A graph is plotted using several lines, pictures, and data. They were made by various persons, like Francis Hauksbee, William Playfair, Nicolaus Samuel Cruquius, and Johann Heinrich Lambert. Data is the most crucial feature in plotting a graph. Various graphs include line graphs, pie charts, scatter charts, bar graphs, etc. A line graph is a pictorial representation to show changes happening over time.

We need data of both x and y axes to construct a line graph. The horizontal axis is known as the x-axis, and the vertical axis is known as the y-axis. The coordinates are (x,y), where x is the distance of a point from the x-axis and y is the distance of a point from the y-axis. Finally, the line is drawn joining the intersection points of these coordinates.
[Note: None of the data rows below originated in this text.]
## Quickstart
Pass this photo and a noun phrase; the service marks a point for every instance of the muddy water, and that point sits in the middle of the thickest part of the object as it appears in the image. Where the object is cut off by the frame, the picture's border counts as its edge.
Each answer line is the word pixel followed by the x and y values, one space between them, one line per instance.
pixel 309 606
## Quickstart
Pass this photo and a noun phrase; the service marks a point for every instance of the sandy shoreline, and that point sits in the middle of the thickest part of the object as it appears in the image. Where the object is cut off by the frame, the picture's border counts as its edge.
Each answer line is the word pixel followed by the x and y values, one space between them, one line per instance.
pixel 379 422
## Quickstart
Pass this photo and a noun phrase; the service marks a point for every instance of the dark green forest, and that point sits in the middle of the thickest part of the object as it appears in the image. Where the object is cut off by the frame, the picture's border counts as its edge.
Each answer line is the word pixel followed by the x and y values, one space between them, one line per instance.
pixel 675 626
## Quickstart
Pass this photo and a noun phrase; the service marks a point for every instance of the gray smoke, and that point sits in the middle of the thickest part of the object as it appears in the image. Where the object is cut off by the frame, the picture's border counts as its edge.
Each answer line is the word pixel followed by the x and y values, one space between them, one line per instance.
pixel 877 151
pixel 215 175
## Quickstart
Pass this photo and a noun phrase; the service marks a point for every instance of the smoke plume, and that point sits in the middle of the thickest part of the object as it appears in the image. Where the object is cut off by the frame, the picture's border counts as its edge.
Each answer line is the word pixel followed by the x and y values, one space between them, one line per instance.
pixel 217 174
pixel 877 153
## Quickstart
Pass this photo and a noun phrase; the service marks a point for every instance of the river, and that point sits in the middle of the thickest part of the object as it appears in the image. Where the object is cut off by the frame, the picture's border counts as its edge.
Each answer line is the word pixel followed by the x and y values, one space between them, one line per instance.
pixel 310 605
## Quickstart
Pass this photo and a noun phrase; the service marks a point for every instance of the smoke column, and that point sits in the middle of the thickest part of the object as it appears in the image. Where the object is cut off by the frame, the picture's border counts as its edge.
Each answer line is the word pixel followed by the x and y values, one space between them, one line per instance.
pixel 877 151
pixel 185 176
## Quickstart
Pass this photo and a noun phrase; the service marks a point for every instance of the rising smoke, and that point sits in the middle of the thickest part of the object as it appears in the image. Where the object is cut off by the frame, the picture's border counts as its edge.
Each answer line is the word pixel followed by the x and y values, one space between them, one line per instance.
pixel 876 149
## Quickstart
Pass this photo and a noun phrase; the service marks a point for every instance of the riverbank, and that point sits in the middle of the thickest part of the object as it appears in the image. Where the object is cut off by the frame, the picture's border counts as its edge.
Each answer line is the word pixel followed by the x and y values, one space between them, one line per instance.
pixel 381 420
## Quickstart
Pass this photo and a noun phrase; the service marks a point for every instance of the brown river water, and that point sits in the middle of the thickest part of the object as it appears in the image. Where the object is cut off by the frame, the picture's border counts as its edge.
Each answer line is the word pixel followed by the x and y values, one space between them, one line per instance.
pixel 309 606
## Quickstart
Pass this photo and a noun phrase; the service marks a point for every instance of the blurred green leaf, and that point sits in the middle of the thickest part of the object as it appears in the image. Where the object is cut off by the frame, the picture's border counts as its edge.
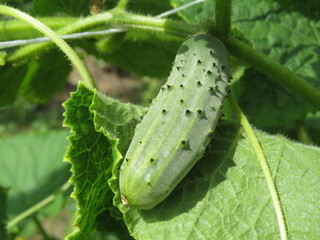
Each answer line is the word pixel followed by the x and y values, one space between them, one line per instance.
pixel 69 7
pixel 225 196
pixel 32 167
pixel 37 80
pixel 151 58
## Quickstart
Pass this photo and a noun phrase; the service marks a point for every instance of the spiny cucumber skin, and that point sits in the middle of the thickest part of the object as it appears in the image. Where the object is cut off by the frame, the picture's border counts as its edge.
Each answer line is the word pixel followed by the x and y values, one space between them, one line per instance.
pixel 178 126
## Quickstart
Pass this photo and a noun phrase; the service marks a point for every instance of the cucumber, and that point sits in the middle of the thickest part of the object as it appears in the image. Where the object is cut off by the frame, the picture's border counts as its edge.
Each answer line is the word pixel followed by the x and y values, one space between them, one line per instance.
pixel 179 124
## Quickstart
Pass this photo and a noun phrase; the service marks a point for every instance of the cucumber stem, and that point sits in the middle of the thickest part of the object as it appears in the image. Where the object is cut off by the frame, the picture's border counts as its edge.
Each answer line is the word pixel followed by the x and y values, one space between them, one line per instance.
pixel 9 11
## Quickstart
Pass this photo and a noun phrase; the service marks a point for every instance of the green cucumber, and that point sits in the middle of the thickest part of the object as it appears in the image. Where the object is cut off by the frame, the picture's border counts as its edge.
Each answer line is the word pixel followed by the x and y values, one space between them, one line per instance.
pixel 179 124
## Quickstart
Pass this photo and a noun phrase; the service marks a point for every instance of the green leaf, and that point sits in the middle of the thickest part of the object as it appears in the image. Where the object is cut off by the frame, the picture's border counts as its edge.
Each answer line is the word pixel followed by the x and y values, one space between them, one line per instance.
pixel 95 122
pixel 3 212
pixel 284 105
pixel 149 7
pixel 3 55
pixel 153 57
pixel 46 76
pixel 286 31
pixel 37 80
pixel 225 196
pixel 70 7
pixel 32 167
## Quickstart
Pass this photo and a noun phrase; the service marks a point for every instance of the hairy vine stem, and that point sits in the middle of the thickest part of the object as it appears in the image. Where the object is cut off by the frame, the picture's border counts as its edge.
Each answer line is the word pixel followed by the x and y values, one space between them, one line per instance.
pixel 265 168
pixel 38 206
pixel 9 11
pixel 222 18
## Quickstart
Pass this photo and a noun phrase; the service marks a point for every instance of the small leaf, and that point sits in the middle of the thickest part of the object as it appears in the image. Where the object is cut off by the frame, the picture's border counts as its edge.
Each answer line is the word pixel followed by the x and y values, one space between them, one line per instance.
pixel 32 167
pixel 226 195
pixel 46 76
pixel 96 121
pixel 70 7
pixel 269 97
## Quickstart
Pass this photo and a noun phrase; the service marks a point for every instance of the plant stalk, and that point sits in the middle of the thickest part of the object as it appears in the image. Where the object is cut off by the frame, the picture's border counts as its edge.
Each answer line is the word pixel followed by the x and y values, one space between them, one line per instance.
pixel 38 206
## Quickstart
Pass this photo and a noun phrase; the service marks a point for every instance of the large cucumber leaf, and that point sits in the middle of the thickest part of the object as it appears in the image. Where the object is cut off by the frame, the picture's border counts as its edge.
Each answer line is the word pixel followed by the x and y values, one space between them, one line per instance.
pixel 3 212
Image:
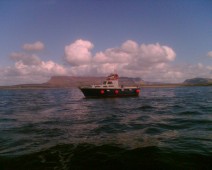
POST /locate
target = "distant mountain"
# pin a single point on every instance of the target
(69, 81)
(198, 81)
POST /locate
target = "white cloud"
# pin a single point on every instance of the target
(152, 62)
(78, 53)
(209, 54)
(37, 46)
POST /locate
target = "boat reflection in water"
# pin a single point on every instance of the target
(110, 88)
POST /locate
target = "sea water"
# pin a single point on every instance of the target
(163, 128)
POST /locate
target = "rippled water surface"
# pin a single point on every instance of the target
(59, 129)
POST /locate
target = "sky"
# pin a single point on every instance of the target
(156, 40)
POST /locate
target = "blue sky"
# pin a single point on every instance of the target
(163, 40)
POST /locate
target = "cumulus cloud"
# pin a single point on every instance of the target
(209, 54)
(37, 46)
(78, 53)
(152, 62)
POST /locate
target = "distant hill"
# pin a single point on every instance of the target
(198, 81)
(69, 81)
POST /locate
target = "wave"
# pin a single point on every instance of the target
(89, 156)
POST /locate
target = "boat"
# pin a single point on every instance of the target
(109, 88)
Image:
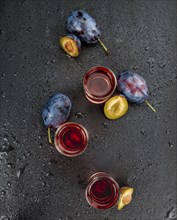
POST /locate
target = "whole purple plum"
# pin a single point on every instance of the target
(56, 111)
(84, 26)
(132, 86)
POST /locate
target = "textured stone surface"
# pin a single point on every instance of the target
(139, 150)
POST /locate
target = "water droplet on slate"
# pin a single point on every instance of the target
(3, 75)
(146, 48)
(15, 74)
(44, 184)
(105, 124)
(135, 67)
(4, 218)
(8, 184)
(170, 144)
(3, 94)
(49, 174)
(3, 192)
(53, 61)
(151, 64)
(21, 171)
(78, 214)
(29, 29)
(143, 132)
(9, 165)
(1, 32)
(6, 148)
(79, 115)
(149, 165)
(11, 56)
(172, 214)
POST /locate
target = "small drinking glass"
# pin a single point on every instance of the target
(102, 191)
(71, 139)
(99, 84)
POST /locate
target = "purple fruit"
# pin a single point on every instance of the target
(56, 111)
(84, 26)
(133, 86)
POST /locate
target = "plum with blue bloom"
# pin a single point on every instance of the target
(133, 87)
(84, 26)
(56, 111)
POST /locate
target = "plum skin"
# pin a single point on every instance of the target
(132, 86)
(56, 111)
(84, 26)
(71, 44)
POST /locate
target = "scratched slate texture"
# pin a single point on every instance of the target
(138, 150)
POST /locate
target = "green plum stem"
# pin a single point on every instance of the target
(49, 136)
(104, 47)
(150, 105)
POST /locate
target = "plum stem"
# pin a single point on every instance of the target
(49, 136)
(150, 105)
(104, 47)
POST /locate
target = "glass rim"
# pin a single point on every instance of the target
(91, 181)
(96, 99)
(60, 129)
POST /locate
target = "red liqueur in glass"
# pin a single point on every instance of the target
(102, 191)
(71, 139)
(99, 84)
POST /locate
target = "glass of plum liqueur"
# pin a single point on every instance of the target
(99, 84)
(71, 139)
(102, 191)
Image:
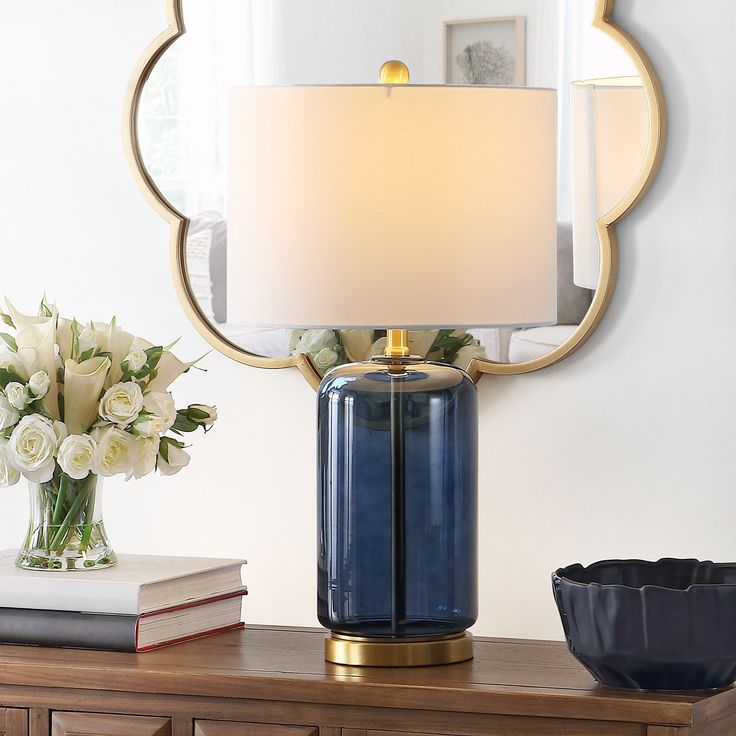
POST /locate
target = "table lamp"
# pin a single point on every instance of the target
(609, 123)
(394, 206)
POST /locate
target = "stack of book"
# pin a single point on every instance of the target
(143, 603)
## Features on a line graph

The above image shows a pictorial representation of a line graph. The line graph consists of data plotted on both x and y axes. Usually, we select a scale or range to plot these data on the axes. In the above image, Mon, Tues, Wed, Thurs, Fri, Sat, and Sun are represented on the x-axis. This means the chosen scale is proportional. On the y-axis, the scale chosen is 2, 4, 6, 8, and so on. The scale is also proportional as it is at a gap of 2 proportionally.

Then we need to plot a point that shows the data on this graph. For example, on day 6, pancakes were sold, and that day was Wed. So we need to plot a point on (Wed,6). Another day, we have sold eight pancakes, then the coordinates will become (Thurs,8). We need to point it on the graph. Draw the line joining these two points that make a line graph. If you have a piece of comprehensive information, similarly plot a line graph.
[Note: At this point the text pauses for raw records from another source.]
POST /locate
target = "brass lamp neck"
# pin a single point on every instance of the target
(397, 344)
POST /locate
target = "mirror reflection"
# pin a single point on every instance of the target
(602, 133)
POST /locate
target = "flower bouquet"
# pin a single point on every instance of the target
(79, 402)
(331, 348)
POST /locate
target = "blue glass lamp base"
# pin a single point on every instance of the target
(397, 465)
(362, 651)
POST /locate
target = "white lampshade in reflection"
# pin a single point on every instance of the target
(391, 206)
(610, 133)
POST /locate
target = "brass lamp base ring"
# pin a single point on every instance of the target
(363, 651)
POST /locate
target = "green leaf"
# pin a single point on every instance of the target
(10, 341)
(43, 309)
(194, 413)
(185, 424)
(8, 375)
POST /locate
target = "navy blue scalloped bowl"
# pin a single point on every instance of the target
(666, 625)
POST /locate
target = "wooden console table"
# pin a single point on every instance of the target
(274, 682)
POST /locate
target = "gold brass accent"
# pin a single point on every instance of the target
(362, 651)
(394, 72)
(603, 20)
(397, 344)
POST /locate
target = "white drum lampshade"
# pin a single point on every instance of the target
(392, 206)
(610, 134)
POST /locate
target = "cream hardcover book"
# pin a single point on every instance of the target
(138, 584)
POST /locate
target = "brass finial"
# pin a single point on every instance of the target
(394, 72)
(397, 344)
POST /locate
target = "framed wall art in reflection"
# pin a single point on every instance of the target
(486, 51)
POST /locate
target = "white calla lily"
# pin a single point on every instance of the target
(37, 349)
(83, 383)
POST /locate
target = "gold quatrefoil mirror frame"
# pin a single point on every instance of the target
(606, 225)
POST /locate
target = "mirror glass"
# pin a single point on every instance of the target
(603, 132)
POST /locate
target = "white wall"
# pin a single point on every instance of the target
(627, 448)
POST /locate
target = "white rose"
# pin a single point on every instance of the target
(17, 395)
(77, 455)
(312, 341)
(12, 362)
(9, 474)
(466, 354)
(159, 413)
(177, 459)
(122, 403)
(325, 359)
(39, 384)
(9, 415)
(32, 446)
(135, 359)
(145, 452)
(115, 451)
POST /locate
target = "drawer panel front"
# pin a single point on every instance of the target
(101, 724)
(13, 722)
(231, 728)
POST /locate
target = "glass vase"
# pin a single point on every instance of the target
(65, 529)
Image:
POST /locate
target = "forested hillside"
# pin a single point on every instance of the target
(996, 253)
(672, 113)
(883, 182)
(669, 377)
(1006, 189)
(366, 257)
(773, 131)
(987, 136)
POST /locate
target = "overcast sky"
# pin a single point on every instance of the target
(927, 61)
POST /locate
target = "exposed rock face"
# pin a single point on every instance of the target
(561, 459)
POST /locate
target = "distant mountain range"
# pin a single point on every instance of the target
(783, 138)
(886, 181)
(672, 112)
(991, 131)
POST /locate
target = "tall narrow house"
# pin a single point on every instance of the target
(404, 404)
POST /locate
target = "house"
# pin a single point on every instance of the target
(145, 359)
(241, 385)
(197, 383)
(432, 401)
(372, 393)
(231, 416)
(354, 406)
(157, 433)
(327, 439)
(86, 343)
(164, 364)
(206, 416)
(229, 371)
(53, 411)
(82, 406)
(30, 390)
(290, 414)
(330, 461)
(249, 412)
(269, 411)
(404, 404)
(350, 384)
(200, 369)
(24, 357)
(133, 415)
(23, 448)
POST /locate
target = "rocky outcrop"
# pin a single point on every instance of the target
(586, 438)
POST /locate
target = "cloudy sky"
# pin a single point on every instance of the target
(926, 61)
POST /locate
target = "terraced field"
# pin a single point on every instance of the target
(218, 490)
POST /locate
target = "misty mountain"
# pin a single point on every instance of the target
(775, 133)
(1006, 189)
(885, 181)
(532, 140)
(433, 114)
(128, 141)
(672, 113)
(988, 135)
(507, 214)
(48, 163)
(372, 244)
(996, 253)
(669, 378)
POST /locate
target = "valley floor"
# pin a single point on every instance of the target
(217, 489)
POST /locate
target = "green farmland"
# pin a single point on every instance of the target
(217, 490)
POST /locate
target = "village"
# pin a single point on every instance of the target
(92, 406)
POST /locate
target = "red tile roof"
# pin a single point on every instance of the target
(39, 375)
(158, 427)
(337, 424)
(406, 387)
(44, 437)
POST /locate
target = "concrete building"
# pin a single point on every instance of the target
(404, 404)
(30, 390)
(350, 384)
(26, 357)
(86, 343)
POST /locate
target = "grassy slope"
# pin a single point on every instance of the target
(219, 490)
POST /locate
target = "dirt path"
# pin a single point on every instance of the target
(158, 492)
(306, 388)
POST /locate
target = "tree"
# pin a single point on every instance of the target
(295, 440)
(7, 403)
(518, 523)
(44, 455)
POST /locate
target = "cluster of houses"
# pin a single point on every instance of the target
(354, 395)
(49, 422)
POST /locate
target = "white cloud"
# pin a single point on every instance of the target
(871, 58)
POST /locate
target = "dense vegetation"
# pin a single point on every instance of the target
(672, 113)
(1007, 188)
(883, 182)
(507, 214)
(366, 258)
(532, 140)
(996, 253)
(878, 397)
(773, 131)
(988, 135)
Firstly, we need to see the data that is presented on the graph. For example, if the data is of the temperature of a place, find which season temperature or degree it represents. Then see the scales of the graph. Finally, check whether the scale is proportional or not—located proportionally on both axes.
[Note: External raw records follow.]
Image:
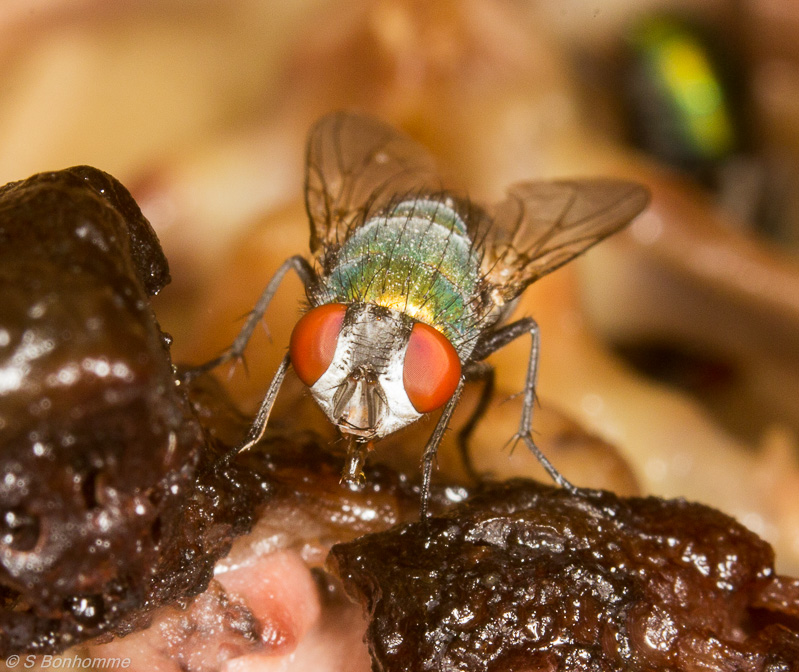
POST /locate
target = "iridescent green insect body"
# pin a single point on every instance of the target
(409, 287)
(417, 259)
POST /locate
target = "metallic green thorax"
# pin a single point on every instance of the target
(417, 259)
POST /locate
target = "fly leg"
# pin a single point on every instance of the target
(432, 447)
(483, 372)
(258, 426)
(500, 338)
(236, 350)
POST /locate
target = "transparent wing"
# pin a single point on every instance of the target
(356, 166)
(542, 225)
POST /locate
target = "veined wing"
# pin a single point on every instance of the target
(355, 167)
(542, 225)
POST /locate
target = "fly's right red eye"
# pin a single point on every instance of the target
(314, 339)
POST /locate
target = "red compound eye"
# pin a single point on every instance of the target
(432, 368)
(313, 341)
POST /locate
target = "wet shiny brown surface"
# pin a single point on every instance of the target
(525, 576)
(105, 512)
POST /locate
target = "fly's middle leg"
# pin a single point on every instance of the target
(494, 342)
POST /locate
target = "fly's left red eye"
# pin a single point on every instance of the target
(432, 368)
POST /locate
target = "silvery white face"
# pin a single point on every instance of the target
(362, 391)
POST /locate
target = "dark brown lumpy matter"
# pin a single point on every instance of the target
(105, 511)
(524, 576)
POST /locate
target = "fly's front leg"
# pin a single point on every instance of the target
(484, 372)
(432, 447)
(258, 427)
(500, 338)
(236, 350)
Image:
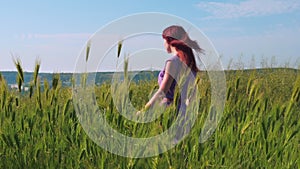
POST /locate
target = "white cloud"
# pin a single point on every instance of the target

Then see the points or coordinates that it represents. For example, the slope of a line graph is helpful to find whether a graph is growing or falling. Finally, follow the patterns to find out whether the graph is an uptrend or downtrend.

## Applications of line graphs

1. Line graphs are used to show trends over different points of time.

2. They show slight changes in trends that are beneficial for managers to understand how their company is performing.

3. Line graphs are used to compare more than two data and choose which one is performing better.

4. It is easy to plot and read. It covers almost all sectors whose data can be represented on it.

5. By looking at a line chart, one can figure out how the work is going in the organization. Whether the work is growing or not, anyone can figure it out.

6. It is helpful to find the best strategies that will give maximum profits to a task force.